Gastava 40% do meu parco salário com internet. Faltava enfartar quando a conta do telefone chegava. A conexão às vezes caía a cada três minutos e reconectava automaticamente. Cada ligação era uma nova despesa, além do tempo de permanência. Comecei a estudar a linguagem HTML, ler tutoriais na internet e assinei algumas revistas de informática. Com ajuda de uma ferramenta gratuita desenvolvi um site sobre Ubajara. Era uma coisa tosca, mas funcionava. Eu recebia e-mails de ubajarenses que estavam fora do Brasil me parabenizando pelo site, de pessoas que desejavam informações como onde se hospedar em Ubajara, e ainda mensagens com sugestões ou queixas para que fossem encaminhadas para a Prefeitura.

Depois de ter editado um jornal como o Diário do Pedestre, o site foi uma excelente experiência nesse quesito comunicação. Eu estava me aproximando das pessoas e essa convivência me deu a oportunidade de saber exatamente que tipo de informações elas gostariam de ter, no entanto um jornalismo mais sério estava me esperando quando eu topei com o ubajarense e meu ex-professor de história, Edmundo Macedo (in memoriam).

Fatos que antecederam essa topada: Lendo uma revista de informática encontrei a informação de que era possível formar um grupo de discussão. Então formei o grupo Migos e Migas de Ubajara e nos comunicávamos por correio eletrônico. Era 1999. Foi nesse período que o ubajarense Carlos Cunha Miranda, um grande empresário radicado no Rio de Janeiro (foi ele quem patenteou a invenção das ampolas quebráveis de remédios), me encontrou em um site de busca. O primeiro a se cadastrar no grupo. Eu tinha dificuldades em recolher os e-mails para fazer o cadastro das pessoas no sistema, pois na cidade ninguém tinha e-mail ainda. Eu sou uma espécie de Matusalém da Internet…

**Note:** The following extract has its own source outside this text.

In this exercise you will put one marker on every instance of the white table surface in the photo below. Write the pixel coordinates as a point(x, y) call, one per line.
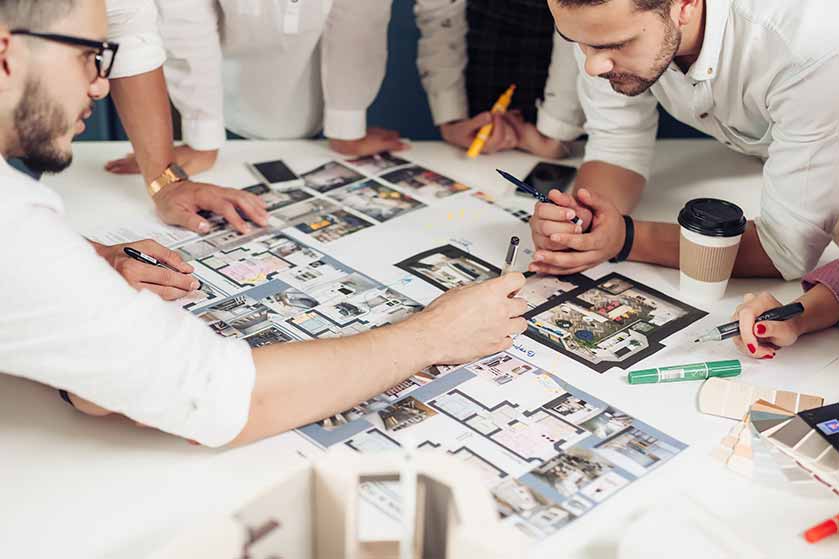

Pois bem, topei com Seu Edmundo. Toda orgulhosa do meu site tosco, contei para ele que tinha desenvolvido um site sobre Ubajara e que tive contato com um grande amigo dele de infância, o Seu Carlos Miranda. Nossa, ele ficou muito emocionado e foi me contar todas as peripécias que os dois aprontavam quando eram garotos. Logo, me disse que estava precisando de alguém em Ubajara que pudesse editar o Informativo O Senhor da Canoa, pois era editado em São Paulo. Eu topei o desafio, mesmo sem experiência alguma em diagramação. Passei dias lendo tutoriais do Corel Draw, cutucando aqui e ali. Não foi nada fácil. Eu não tinha com quem trocar informações, fazer uma pergunta, nada. Só eu e a máquina. Mas eu sou valente, prova disso é que eu tive a audácia de oferecer um curso de informática dentro da minha casa e dava aulas com uma apostila que eu mesma desenvolvi (a cidade ainda não oferecia cursos de informática).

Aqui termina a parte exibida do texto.